A Coreia do Norte e a sacristia

Quando me sento perante o desafio de uma página em branco tento sempre ser fiel na transposição daquilo que sinto para as palavras que escrevo; e o resultado, uns parágrafos de mim, ficam soltos e à mercê das opiniões e do sentir de quem lê.
Faço isto numa crónica, num poema e até no âmbito da ficção, num romance ou num conto, espaço onde as personagens carregam sempre algo de nós, nem que seja às vezes apenas um breve e discreto “julgamento” implícito.
Gosto tanto da expressão de desacordo quanto da concordância total de alguém que me leia, porque acredito que deste confronto de ideias se constrói a verdadeira riqueza da humanidade.
E a liberdade para podermos ser nós nestes diálogos é um bem de primeira necessidade, como pão.
Foi noticiado recentemente que a prelatura da Opus Dei mantém um Index de livros proibidos nos quais se incluem 79 obras de autores Portugueses, com Eça e Saramago à cabeça; sendo que para mim o primeiro é o maior escritor Português de todos os tempos, e Saramago, juntamente com Cardoso Pires, os meus favoritos de entre os contemporâneos.
Acho esta situação vergonhosa no sentido em que sendo eu crente e Católico, vejo criar na Igreja um enclave que junta o pior do mundo; um corredor ao estilo da Coreia do Norte dominado pelos “Kim Jon-un’s de Sacristia”, espaço obscuro dominado pelo radicalismo que cobre com “Burkas” muito opacas o intelecto dos crentes seus “irmãos”.
Quem proíbe desvaloriza sempre a inteligência dos demais, não lhes reconhecendo a capacidade de fazerem o seu próprio julgamento sobre aquilo que se lhes depara, quer seja em livro, numa peça de teatro, na pintura ou em qualquer outra expressão artística.
E o desvalorizar da inteligência dos “irmãos” é “cuspir” sobre o próprio Deus que os criou à Sua imagem.
Por outro lado, quem proíbe passa a si próprio um certificado de mediocridade, na medida em que se assume com capacidade para ser um chefe que comanda um “rebanho” de gente que pensa toda da mesma forma, mas proclama a sua incapacidade para ser “líder” de um grupo de pessoas que pensam e discutem ideias com base naquilo que verdadeiramente pensam e ambicionam.
E não evoquem o Espírito Santo para reclamar maior clarividência e legitimar estas atitudes imbecis.
A História não se apaga, e proibir “O Memorial do Convento” privando as pessoas do “facto” de Baltasar e Blimunda se terem conhecido no Rossio durante um Auto-de-Fé, não limpa infelizmente a nódoa de que um dia, e em nome da mesma fé, as pessoas foram queimadas vivas por ordem da Inquisição.
Em nome do obscurantismo e da uniformidade do pensamento que vê os Homens de fé como inactivos e acéfalos seres dentro de redomas de vidro, em vez de nos verem como somos, gente do mundo que pensa e vive a fé e que a confessa muito mais por obras e convicções do que pelas ladainhas aprendidas de cor no contexto da redoma.
Ao longo da minha existência aprendi tanto com gente crente como com ateus, porque gente igual na riqueza de valores e no afecto que me dedicaram.

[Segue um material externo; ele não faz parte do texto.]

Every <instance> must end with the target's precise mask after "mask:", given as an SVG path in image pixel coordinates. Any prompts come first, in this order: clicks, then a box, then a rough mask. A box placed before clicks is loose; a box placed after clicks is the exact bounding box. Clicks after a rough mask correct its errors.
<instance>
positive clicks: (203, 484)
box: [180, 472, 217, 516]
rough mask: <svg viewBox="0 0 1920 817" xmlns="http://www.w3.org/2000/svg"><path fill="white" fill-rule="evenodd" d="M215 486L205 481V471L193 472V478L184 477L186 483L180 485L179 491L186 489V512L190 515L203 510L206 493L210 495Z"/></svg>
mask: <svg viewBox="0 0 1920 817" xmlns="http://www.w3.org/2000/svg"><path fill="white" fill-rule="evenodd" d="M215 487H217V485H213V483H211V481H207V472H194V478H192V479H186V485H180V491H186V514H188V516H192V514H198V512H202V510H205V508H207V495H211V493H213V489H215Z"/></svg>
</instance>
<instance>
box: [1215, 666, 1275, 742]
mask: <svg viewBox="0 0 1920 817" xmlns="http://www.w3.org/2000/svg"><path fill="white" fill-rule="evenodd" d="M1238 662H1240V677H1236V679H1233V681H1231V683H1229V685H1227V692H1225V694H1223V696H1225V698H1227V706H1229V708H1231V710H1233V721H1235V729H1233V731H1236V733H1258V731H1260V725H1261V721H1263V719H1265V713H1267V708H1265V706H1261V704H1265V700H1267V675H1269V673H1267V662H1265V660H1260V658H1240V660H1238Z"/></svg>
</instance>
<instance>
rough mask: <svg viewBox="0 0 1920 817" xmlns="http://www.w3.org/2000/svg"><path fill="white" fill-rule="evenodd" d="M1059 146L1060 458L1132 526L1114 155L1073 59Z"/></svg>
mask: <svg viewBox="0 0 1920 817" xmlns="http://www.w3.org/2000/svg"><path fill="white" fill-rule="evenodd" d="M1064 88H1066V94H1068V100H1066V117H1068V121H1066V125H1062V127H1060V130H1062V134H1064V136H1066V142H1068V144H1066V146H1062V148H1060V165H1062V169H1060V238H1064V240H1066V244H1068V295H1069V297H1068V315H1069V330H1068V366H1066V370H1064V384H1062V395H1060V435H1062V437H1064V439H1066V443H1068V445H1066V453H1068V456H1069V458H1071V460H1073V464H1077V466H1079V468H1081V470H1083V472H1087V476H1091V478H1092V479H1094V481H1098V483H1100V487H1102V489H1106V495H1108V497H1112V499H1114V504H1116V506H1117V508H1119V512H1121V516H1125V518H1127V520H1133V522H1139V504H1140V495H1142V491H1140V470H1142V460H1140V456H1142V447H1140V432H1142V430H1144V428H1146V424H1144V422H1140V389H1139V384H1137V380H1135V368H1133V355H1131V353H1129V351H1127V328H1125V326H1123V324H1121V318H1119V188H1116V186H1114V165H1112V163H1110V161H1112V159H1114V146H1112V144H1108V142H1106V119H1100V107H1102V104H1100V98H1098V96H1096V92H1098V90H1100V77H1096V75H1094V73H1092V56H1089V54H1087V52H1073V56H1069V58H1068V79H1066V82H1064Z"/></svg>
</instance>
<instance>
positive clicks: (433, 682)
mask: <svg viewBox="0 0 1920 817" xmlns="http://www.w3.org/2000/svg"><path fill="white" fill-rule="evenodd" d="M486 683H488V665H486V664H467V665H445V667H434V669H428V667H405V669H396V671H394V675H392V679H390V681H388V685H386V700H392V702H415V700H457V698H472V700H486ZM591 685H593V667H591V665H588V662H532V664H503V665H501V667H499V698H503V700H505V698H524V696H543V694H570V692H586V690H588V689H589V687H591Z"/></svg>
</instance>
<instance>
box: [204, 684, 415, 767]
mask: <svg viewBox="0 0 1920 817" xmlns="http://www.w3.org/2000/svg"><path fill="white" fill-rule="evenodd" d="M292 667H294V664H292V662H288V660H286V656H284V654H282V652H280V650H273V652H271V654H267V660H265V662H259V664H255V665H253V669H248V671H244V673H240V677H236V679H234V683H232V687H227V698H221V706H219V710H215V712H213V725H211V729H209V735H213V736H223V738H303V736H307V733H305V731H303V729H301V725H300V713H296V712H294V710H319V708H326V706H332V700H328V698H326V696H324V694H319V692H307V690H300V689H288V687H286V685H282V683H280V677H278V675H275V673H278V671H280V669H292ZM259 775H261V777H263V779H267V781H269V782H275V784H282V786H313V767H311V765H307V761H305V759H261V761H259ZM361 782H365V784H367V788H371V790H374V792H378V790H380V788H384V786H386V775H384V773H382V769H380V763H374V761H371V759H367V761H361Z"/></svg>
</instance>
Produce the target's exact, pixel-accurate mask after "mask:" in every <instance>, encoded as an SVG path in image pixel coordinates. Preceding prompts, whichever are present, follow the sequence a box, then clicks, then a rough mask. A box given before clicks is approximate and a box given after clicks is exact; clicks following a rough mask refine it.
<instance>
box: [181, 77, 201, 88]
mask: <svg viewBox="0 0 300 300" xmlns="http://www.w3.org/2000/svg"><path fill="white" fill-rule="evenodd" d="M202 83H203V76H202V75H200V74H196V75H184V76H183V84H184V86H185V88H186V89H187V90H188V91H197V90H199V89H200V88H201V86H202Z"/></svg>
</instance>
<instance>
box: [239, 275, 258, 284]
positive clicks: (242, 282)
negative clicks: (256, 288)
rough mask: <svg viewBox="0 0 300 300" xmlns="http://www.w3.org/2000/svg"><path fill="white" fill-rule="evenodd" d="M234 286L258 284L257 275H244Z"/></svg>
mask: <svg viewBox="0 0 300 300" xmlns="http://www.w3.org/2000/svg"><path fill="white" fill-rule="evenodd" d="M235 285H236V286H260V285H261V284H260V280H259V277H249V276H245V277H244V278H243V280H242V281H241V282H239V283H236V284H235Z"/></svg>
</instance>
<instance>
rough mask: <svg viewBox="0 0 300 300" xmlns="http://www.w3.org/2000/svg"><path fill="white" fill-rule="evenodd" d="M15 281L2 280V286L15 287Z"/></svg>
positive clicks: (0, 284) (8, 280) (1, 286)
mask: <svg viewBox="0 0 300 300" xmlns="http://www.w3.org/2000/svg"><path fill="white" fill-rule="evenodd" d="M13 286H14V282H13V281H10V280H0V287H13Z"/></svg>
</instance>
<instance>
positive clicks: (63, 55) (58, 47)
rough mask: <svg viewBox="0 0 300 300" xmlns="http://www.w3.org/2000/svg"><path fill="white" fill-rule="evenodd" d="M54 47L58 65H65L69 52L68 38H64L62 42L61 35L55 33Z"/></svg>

Ter fugido daqueles que à partida pensavam e agiam de forma diferente de mim, seria desde logo amputar muito daquilo que hoje sou.
Quantas vezes o contraditório foi raiz para as minhas maiores convicções.
Quem nos ama e é grande ensina-nos sempre a pensar, quem é medíocre e não nos tem em grande conta impõe-nos regras na hora de agir.